I cittadini danesi dovranno attendere ulteriormente per quel viaggio che avevano in cantiere per festeggiare la fine di una lunga carriera, per portare al parco i nipotini e, semplicemente, per godersi la pensione. Giovedì il parlamento unicamerale della Danimarca ha approvato una legge che, a partire dal 2040, eleverà l’età di pensionamento a settant’anni, la più alta in Europa.

La nuova regola verrà applicata a tutti i nati dopo il 31 dicembre 2070. Sin dal 2006, il governo ha rivisto l’età pensionabile in base all’aspettativa di vita della sua popolazione.
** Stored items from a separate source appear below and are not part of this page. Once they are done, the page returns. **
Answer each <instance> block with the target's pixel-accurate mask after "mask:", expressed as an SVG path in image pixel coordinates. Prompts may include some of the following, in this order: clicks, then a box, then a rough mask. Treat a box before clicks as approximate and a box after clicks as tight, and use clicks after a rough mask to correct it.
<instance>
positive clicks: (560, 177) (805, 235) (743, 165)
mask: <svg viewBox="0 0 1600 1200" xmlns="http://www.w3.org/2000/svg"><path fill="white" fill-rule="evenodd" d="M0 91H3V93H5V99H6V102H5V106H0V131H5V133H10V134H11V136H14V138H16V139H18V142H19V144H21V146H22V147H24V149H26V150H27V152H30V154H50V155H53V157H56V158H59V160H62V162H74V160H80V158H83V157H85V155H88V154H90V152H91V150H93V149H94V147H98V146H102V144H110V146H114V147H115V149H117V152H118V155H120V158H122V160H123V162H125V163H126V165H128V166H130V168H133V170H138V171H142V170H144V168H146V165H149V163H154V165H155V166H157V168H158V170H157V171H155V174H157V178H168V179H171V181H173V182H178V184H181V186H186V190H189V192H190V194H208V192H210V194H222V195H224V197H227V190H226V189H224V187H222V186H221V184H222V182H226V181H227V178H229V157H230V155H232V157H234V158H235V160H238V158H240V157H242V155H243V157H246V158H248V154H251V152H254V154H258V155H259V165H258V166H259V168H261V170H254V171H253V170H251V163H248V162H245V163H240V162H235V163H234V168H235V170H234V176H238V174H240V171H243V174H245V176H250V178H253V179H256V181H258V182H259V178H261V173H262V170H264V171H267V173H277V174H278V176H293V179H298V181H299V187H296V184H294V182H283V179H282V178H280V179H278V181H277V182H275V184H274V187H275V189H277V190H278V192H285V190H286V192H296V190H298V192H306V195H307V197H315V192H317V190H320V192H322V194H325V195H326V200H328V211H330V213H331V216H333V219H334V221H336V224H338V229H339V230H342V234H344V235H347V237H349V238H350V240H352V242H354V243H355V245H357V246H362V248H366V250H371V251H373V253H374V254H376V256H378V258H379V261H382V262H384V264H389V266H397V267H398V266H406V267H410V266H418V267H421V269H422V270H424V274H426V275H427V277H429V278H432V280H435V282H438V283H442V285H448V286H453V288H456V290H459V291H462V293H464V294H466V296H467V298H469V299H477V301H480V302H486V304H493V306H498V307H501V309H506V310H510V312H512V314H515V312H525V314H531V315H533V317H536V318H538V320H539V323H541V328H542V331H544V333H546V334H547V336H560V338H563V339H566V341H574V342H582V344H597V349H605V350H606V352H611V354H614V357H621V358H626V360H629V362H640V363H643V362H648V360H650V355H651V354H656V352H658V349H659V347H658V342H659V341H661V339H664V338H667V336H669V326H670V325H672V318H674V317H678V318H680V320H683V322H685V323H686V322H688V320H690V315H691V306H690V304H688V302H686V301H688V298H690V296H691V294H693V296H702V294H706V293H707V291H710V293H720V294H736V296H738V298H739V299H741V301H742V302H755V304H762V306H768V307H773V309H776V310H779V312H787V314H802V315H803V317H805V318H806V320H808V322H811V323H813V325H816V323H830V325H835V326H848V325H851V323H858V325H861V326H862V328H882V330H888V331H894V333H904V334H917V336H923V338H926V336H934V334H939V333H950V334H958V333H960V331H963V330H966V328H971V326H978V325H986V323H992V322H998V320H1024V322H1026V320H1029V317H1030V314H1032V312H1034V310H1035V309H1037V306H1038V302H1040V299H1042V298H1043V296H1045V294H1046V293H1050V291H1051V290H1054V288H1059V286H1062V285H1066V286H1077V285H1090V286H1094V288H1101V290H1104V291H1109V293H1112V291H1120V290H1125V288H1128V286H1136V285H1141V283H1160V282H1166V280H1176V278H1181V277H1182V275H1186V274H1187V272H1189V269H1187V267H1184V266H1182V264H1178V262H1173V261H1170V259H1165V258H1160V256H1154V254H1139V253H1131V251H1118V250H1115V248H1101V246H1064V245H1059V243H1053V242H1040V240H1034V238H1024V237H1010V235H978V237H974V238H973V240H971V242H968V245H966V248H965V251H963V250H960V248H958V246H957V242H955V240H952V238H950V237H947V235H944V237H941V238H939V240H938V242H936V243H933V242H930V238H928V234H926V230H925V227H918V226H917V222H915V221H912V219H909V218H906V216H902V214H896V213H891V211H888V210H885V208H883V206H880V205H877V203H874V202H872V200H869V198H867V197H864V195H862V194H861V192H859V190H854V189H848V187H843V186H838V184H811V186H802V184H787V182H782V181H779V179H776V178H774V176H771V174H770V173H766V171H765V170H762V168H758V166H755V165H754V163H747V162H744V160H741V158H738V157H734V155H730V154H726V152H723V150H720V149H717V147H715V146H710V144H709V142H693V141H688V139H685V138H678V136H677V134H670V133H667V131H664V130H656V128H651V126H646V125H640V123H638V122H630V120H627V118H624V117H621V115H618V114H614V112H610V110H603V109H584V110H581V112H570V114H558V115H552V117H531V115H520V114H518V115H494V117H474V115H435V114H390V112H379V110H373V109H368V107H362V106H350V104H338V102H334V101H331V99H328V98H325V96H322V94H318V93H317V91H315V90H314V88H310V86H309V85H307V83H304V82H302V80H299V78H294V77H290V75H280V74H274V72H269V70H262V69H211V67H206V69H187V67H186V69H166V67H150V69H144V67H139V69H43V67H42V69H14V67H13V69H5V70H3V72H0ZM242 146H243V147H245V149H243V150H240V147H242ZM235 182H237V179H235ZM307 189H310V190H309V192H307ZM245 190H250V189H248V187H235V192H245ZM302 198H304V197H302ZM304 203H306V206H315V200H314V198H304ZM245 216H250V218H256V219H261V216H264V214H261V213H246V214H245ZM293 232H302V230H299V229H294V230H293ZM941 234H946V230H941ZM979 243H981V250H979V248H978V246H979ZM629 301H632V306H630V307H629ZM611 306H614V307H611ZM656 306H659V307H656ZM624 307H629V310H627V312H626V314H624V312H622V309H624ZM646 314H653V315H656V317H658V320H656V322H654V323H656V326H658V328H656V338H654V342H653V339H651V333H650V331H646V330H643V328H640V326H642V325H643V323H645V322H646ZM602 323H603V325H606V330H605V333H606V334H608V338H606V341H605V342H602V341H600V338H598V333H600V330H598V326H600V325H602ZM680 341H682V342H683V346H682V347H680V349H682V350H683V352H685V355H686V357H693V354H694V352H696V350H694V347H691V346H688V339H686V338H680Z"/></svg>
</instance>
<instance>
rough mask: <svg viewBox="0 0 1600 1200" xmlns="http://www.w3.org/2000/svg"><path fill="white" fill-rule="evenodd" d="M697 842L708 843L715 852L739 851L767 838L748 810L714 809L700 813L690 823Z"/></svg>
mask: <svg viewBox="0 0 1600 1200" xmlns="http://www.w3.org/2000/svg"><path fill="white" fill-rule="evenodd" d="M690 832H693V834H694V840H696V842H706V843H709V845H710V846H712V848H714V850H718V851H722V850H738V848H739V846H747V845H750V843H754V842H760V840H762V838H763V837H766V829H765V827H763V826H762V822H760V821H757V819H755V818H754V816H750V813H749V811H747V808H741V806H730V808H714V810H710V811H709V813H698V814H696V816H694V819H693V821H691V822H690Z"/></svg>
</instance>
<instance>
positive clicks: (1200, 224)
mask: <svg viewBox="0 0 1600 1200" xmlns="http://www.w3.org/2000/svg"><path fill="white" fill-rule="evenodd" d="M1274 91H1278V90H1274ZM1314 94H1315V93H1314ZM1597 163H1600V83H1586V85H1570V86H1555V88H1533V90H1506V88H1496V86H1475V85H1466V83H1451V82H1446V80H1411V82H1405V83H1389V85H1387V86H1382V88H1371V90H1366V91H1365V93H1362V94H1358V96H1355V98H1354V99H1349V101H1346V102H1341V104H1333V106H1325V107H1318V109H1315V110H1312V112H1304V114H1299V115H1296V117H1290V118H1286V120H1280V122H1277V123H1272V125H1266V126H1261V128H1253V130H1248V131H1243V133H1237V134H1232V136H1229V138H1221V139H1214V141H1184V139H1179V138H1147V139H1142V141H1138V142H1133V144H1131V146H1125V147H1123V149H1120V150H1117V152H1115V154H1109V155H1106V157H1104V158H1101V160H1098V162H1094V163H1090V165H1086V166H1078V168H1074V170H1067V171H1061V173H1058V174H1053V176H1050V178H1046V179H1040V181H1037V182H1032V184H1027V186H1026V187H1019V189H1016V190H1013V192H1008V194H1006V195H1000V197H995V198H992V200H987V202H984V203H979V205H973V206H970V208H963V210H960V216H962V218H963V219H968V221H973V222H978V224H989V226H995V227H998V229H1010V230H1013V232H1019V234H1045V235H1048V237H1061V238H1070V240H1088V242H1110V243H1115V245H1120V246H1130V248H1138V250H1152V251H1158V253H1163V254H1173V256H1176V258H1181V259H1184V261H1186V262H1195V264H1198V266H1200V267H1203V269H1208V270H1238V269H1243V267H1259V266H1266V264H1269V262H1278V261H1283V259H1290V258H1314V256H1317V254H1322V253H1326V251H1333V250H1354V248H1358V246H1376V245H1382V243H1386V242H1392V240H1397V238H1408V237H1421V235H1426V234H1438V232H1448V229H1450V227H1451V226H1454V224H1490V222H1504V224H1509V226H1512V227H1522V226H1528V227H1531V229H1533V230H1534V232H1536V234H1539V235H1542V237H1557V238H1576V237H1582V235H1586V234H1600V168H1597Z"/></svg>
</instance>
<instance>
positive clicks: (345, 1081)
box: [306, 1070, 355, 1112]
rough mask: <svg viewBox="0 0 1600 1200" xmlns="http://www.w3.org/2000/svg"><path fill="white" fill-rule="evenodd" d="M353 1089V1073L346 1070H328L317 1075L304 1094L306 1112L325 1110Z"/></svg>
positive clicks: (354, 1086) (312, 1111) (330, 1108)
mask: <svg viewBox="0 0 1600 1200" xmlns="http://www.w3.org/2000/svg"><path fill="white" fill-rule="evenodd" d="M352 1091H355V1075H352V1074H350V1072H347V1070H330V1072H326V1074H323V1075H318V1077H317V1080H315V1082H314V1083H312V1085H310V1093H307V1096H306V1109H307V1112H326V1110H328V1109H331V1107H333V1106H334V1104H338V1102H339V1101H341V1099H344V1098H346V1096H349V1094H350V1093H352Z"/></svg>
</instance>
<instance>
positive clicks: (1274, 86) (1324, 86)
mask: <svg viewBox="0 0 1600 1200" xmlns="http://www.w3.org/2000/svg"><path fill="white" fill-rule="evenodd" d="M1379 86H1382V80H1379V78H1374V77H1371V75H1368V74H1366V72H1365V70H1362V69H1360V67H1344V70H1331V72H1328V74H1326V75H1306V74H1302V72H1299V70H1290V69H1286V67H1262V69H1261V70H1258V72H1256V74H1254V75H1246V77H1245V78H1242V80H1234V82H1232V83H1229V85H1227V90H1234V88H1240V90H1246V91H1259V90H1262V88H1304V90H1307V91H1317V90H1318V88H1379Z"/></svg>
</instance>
Al momento si può smettere di lavorare a sessantasette anni, come in Italia e in quasi tutto il resto del continente. Secondo le nuove leggi, però, dal 2030 si finirà a sessantotto anni, e nel 2035 si arriverà a sessantanove.

Pensione in Danimarca: i sindacati sono contrari alla nuova legge

Pensione Danimarca
A partire dal 2040, i cittadini danesi potranno andare in pensione a settant’anni

I sindacati danesi hanno organizzato diverse manifestazioni di protesta, per cercare di convincere l’esecutivo a rivedere le proprie posizioni. In particolare, alcuni sindaci appartenenti al Partito Socialdemocratico, del quale fa parte anche la premier Mette Frederiksen, hanno messo in dubbio la concreta fattibilità del far lavorare i cittadini fino a settant’anni. La stessa prima ministra, di recente, si era detta convinta della necessità di rivedere le regole, in modo da tutelare maggiormente i lavoratori.

Secondo un rapporto dell’Ocse, l’età pensionabile per i giovani che si affacciano ora al mondo del lavoro è destinata ad aumentare sensibilmente.La crescita più significativa sarà quella dell’Italia, pari a nove anni di differenza. Seguono la Danimarca e l’Estonia che, insieme a Grecia, Finlandia, Paesi Bassi, Portogallo e Austria, superano la media dell’Unione Europea.